Dit que les travaux nécessaires à la conservation de l’immeuble indivis seront inscrits à hauteur de 17 893,62 euros au passif de l’indivision et au crédit de Mme D Y.
Renvoie les parties devant le Notaire pour faire les comptes conformément à ces dispositions.
Dit que Mme D Y disposera d’un délai de trois mois, une fois ces comptes achevés, pour prendre position sur l’acquisition de la quote-part indivise de T R-S et J Q.

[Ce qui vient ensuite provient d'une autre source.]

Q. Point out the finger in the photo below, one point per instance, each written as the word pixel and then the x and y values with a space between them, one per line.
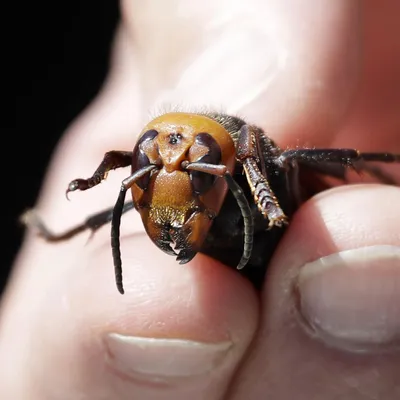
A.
pixel 330 323
pixel 177 333
pixel 290 67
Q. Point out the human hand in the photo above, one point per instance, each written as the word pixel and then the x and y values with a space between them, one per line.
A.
pixel 310 75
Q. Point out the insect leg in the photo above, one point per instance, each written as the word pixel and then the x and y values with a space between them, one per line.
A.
pixel 32 220
pixel 234 187
pixel 334 162
pixel 116 221
pixel 111 160
pixel 264 197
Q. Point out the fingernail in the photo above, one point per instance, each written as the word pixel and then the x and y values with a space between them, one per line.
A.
pixel 158 359
pixel 351 299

Déboute Mme D Y de sa demande tendant à l’obtention d’un délai de paiement.
Dit que passé ce délai de trois mois ou dans l’hypothèse où Mme Y ne poursuivrait pas ce projet, il sera procédé à la vente sur licitation dans les conditions arrêtées par le jugement du 19 mai 2011.
Déboute Mme D Y de sa demande d’indemnité pour frais irrépétibles.
Déboute les parties de leurs demandes plus amples ou contraires.
Condamne Mme D Y aux dépens d’appel, dont distraction au profit de Maître Guyot, avocat aux offres de droit.